Notably, the digital nature of the tool means that pathologists can look at the images on any computer, rather than being confined to a microscope in a lab or clinic.
“H&E is like soul food; it’s comfort for pathologists, it tells us where we are. But now we can layer on molecular information, which is a very powerful capability,” Santagata said.
“We're trying to bring new tools to the group of people that are working hard every day to diagnose tumours and other diseases.”
“Pathologists already do a huge amount of work with histology to diagnose a patient and understand their disease, but with this tool to augment their knowledge, they will basically have a ‘super view’ of the sample,” Lin added.
The researchers hope that the tool will eventually help pathologists identify and quantify new features relevant to a disease.
They think that Orion may also provide information that can be integrated into artificial intelligence tools being developed to aid pathologists and oncologists.
An important part of the process, the researchers noted, is working closely with different types of pathologists and oncologists to understand what they need.
To this end, the team has been in almost constant communication with physicians at Brigham and Women’s Hospital and Dana-Farber Cancer Institute, making frequent trips back and forth across the street between the three institutions.
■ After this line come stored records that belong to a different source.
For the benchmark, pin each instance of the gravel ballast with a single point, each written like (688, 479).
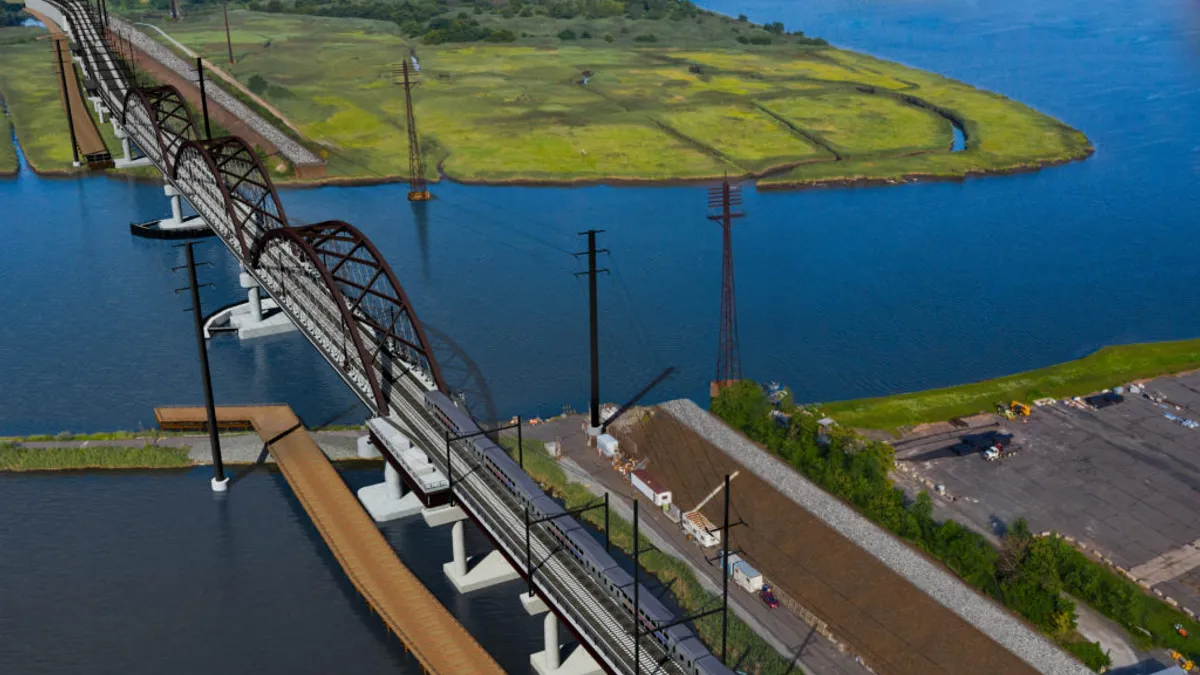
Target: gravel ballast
(939, 584)
(293, 151)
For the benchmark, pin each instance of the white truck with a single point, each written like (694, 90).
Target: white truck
(744, 575)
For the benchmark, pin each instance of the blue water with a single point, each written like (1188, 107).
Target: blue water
(145, 573)
(841, 293)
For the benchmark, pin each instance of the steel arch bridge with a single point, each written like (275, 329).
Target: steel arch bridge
(342, 294)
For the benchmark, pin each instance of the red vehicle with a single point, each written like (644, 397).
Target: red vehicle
(768, 597)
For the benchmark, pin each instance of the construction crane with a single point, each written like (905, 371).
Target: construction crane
(714, 493)
(407, 76)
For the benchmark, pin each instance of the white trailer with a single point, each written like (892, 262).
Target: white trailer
(747, 577)
(701, 529)
(606, 444)
(646, 484)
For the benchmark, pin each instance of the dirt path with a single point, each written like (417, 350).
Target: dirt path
(898, 628)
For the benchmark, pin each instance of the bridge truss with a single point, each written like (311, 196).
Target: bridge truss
(342, 294)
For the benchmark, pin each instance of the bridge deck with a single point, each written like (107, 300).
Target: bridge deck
(441, 644)
(88, 137)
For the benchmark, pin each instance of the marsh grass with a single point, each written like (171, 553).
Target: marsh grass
(1107, 368)
(16, 458)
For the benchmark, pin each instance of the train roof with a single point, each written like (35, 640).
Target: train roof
(457, 416)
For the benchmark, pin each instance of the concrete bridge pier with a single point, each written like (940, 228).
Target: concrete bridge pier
(127, 160)
(177, 207)
(490, 571)
(388, 501)
(249, 318)
(550, 662)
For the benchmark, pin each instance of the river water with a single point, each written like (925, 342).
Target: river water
(151, 573)
(841, 292)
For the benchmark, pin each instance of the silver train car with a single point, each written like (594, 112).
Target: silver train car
(678, 641)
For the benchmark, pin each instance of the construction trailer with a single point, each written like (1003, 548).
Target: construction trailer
(606, 444)
(646, 484)
(743, 574)
(700, 529)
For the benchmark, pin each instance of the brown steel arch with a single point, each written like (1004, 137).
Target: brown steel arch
(251, 201)
(169, 117)
(366, 287)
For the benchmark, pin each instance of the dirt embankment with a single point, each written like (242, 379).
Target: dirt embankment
(895, 627)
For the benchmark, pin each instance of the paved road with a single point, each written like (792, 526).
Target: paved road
(783, 629)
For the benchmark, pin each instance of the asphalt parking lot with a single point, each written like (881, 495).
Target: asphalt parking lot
(1122, 479)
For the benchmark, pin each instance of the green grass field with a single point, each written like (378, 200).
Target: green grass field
(30, 88)
(693, 105)
(1107, 368)
(17, 458)
(7, 150)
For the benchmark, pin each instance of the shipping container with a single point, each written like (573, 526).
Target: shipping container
(701, 529)
(646, 484)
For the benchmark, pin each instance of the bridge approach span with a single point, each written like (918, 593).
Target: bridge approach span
(347, 300)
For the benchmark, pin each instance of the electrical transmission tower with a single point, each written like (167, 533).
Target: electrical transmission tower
(408, 75)
(724, 205)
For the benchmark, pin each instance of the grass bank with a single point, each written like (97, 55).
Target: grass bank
(29, 84)
(691, 103)
(1107, 368)
(9, 165)
(16, 458)
(749, 652)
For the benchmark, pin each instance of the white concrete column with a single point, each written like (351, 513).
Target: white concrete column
(551, 632)
(460, 549)
(391, 478)
(256, 311)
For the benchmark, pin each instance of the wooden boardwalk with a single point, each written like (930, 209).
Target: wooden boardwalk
(436, 638)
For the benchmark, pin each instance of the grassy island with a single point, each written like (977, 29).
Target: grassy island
(13, 457)
(1107, 368)
(562, 91)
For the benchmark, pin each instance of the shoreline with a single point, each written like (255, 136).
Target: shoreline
(755, 177)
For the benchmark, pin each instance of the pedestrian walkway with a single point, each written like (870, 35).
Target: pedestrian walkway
(436, 638)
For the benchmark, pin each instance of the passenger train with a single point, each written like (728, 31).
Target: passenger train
(678, 641)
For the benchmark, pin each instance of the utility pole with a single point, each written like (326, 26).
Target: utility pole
(66, 100)
(594, 429)
(204, 99)
(220, 483)
(418, 190)
(725, 573)
(637, 622)
(228, 39)
(724, 205)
“The future of diagnostic pathology is digital, and this work could not only transform how clinicians diagnose cancer, but also change how we train the diagnosticians of tomorrow,” said John Aster, the HMS Ramzi S Cotran Professor of Pathology and deputy chair of pathology at Brigham and Women’s.
As for what questions pathologists have after being introduced to Orion?
“Oh, it’s endless. It’s absolutely endless. This is a whole new world, and each person has their own long list of things they’d like to see,” Santagata said.
“Every pathology field has a set of molecular questions that have remained unanswered, and now we have a tool that can start to provide some answers.”